Eisen korro­diert sehr leicht und muss geschützt werden. Dazu hatte man im Wesent­li­chen zwei Metho­den: Entwe­der man überzog das Eisen mit einer Zink-Schicht (wie man es heute noch bei alten Garten-Gießkan­nen sehen kann), oder man email­lier­te es (Email ist eine Art Glas). In beiden Fällen kam es aber immer wieder zu kleinen Beschä­di­gun­gen, bei denen der »Überzug« verletzt wurde. Das ungeschütz­te Eisen konnte dann schnell korro­die­ren, es entstan­den Löcher. Das Gewer­be der »Kessel­fli­cker« lebte davon, diese Löcher wieder dicht zu machen. In meinem Heimat­dorf kam noch 1938 regel­mä­ßig ein wandern­der Kessel­fli­cker, zu dem man dann die »gelöcher­ten« Gegen­stän­de brach­te. Beim Weißblech, wie es in Konser­ven­do­sen zum Einsatz kommt, wird das Eisen durch eine Zinnschicht geschützt.
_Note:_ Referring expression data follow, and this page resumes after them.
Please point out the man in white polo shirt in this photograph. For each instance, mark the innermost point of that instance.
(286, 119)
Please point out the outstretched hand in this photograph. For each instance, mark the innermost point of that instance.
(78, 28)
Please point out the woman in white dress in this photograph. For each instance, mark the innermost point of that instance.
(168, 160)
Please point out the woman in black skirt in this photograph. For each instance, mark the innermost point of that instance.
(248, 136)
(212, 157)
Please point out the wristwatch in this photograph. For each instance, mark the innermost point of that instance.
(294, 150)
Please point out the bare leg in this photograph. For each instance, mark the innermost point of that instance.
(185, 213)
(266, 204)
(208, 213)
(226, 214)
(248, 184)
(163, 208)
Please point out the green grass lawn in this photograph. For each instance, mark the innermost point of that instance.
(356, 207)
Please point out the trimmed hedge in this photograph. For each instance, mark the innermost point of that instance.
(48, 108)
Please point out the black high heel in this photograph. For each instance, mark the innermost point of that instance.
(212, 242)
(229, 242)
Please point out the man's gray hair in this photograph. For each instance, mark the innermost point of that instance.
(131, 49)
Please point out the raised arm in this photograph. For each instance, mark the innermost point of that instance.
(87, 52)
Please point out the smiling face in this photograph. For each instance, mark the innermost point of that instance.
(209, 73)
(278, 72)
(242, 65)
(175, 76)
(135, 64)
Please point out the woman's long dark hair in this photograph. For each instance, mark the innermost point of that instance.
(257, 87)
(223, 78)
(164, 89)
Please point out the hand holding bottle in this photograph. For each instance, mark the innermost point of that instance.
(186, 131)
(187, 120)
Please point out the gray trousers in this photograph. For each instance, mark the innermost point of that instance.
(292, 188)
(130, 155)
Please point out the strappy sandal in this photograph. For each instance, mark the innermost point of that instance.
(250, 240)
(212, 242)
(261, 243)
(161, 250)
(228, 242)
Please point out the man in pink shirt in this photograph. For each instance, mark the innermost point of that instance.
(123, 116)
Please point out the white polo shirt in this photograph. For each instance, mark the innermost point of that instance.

Geräte aus Ton waren meist schwer und klobig, auch nicht beson­ders stabil.

Welche Vortei­le bot jetzt Alumi­ni­um?
Alumi­ni­um ist leicht, korro­si­ons­be­stän­dig, gut verar­beit­bar. So ist auch der Einsatz als »Feldfla­sche« zu verste­hen. Der Soldat sollte ja möglichst wenig unnut­zes Gewicht mit sich herum­tra­gen. Der Filzüber­zug wurde befeuch­tet, die Verduns­tung des Wassers kühlte den Flaschen­in­halt. Alumi­ni­um konnte zu annehm­ba­ren Preisen herge­stellt werden. leider ist es relativ weich und leicht verform­bar. Deshalb waren z. B. Alumi­ni­um­milch­kan­nen bald mit Dellen und Beulen überzo­gen. Größe­re Gegen­stän­de aus Reinalu­mi­ni­um waren nicht stabil genug.

Die recht gute elektri­sche Leitfä­hig­keit führte dazu, dass man z. B. 1940 bei der Fertig­stel­lung der Häuser in der Volkmars­berg­stra­ße Alumi­ni­um (statt des kriegs­wich­ti­gen Kupfers) für die elektri­schen Leitun­gen verwen­de­te. Die Korro­si­ons­schä­den, die im Laufe der Zeit dann doch auftra­ten, erfor­der­ten dann zwanzig Jahre später eine Neuverkabelung!

Plastik statt Alumi­ni­um
Heute ist Alumi­ni­um im Haushalt weitge­hend durch Plastik ersetzt. Davon können Sie sich leicht selbst in ihrer eigenen Wohnung überzeu­gen. Die Gründe liegen auf der Hand — diesel­ben Vortei­le gegen­über Holz, Eisen und Tonwa­ren, ohne die Nachtei­le (leich­te Verform­bar­keit): Dazu kommt der billi­ge Preis. In einer Sparte hat sich Alumi­ni­um behaup­tet und sein Anwen­dungs­ge­biet sogar erwei­tert: Als Verpa­ckungs­ma­te­ri­al, als Folie. Hier hat es das Zinn (Stanni­ol, von lat. stannum = Zinn) völlig verdrängt. Auch das Lamet­ta als Christ­baum­schmuck besteht aus Aluminiumstreifen.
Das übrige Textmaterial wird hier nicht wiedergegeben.